Physics-informed AI methods for predicting complex systems.
In the Innovative Computational Methods research group, Dennis Duncan and Christoph Raeth at the Institute for AI Safety and Security are developing and optimising methods for hybrid reservoir computing. They combine data-driven and model-based predictions to better forecast complex physical-technical systems. These methods can be used, for example, to predict instabilities in turbines or frequency fluctuations in power grids.
Reservoir Computing (RC) is one of the most promising AI approaches for predicting complex systems. In its original form, RC is a purely data-driven method. Unlike e.g. sociological systems, physical-technical systems often provide at least approximate prior knowledge about the underlying model. In hybrid reservoir computing, this approximate knowledge about the model can now be incorporated into the prediction, thus extending the classical RC approach.
In the current work , different possible combinations (Fig. above/left: input hybrid, output hybrid, full hybrid) of the data-driven and model-based elements in hybrid RC were developed and tested for their goodness of fit. Using the chaotic model systems, it is shown that all hybrid approaches - no matter in which combination - significantly improve the prediction quality. The best results are achieved by combining data-driven and model-based predictions in the output layer of the recurrent neural network (output hybrid).

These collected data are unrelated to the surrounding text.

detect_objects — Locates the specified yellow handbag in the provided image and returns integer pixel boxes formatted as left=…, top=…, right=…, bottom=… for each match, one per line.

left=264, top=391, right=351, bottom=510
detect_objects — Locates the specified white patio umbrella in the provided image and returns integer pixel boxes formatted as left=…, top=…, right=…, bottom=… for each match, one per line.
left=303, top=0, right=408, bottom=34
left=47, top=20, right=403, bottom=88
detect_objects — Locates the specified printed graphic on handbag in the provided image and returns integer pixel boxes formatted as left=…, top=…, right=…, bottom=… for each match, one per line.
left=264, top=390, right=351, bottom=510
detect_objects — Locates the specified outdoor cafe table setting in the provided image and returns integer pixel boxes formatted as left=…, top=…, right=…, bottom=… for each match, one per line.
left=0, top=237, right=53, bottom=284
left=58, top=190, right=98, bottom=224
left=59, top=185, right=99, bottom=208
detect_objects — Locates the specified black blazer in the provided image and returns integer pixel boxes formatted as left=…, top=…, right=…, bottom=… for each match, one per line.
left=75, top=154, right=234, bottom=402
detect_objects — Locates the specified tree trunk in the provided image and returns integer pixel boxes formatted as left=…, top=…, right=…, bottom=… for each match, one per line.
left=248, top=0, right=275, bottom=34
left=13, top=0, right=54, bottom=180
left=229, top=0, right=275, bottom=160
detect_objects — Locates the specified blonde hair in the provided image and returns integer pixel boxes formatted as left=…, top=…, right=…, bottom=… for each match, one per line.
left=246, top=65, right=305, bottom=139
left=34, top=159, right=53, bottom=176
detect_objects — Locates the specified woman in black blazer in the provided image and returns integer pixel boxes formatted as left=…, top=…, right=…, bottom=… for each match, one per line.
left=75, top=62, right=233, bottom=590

The prediction quality of the output hybrid combination is sometimes slightly better than the input hybrid and full hybrid approaches for very good models, but the prediction never falls below the level of the classic RC approach - unlike the other two hybrid methods. Not even when the model is poor or completely incompatible with the system dynamics. A more reliable prediction can therefore always be guaranteed in this output hybrid case. Another advantage is that only in this configuration is it possible to filter out the contribution of each of the data-driven and model-based predictions to the overall prediction. This makes the results easier to interpret (Fig. above/right side).
The paper is a milestone in the DLR project PISA (=Physics InSpired Ai). The aim is to develop hybrid AI methods that can later be used in physical-technical applications, such as the prediction and control of combustion instabilities in jet engines. In addition to the Institute of AI Safety and Security, the DLR Institutes of Software Technology, Aerodynamics and Flow Technology, and Space Propulsion are also involved in PISA.